Quantum spin Hall effect in III–V semiconductors

Topology — a concept recognized by the 2016 Nobel Prize in Physics — has profoundly transformed our understanding of conductors and insulators. Following the landmark discoveries of the quantum Hall effect and graphene, topological insulators have opened a new field of research at the crossroads of fundamental physics and quantum technologies.

Among these states of matter, the quantum spin Hall (QSH) effect represents a promising platform for dissipationless transport and quantum computing. It has been observed in various systems — HgTe and InAs/GaSb quantum wells, and later in WTe₂ — but only at low temperatures: a few kelvins for HgTe, below 1 K for InAs/GaSb, and up to 100 K for WTe₂, in technologically complex nanometric devices.

Today, an international effort is underway to stabilize the QSH state in materials that are both compatible with microelectronics and functional at room temperature.

In this context, L2C has been a pioneer, proposing new InAs/GaInSb/InAs triple quantum well (TQW) structures. Through careful band engineering, these systems exhibit a topological bandgap of several tens of meV.
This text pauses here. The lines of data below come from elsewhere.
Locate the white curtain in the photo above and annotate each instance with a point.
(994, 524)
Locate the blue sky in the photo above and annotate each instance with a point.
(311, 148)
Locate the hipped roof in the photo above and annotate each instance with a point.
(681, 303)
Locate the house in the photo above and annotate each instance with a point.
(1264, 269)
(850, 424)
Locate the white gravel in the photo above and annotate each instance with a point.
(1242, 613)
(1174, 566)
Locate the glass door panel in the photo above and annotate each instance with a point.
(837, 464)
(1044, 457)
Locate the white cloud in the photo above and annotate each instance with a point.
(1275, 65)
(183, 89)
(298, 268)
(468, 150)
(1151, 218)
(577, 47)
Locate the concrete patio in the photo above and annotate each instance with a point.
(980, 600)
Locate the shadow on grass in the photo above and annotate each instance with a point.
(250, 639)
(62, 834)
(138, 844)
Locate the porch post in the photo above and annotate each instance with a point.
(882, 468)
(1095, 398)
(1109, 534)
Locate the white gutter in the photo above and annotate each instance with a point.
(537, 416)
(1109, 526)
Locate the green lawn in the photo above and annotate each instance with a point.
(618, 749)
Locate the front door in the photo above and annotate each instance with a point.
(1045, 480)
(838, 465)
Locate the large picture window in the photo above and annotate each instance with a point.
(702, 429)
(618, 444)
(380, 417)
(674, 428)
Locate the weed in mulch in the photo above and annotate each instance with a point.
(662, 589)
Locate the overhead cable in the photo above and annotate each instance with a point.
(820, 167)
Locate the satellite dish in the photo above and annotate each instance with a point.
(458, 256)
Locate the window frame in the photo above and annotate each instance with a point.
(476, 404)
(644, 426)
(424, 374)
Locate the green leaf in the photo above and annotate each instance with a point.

This inverted band structure has been experimentally demonstrated [Phys. Rev. Res. 4, L042042 (2022)], revealing a robust gap (~45 meV) stable up to 100 K. In collaboration with the University of Würzburg, this breakthrough has enabled, for the first time, the observation of quantized edge conductance at temperatures close to 77 K [M. Meyer et al., Sci. Adv., 2025].

These results now pave the way for a detailed exploration of topological edge states, in particular their stability against perturbations and the mechanisms responsible for their long-distance degradation — a crucial step toward the realization of high-temperature functional topological devices.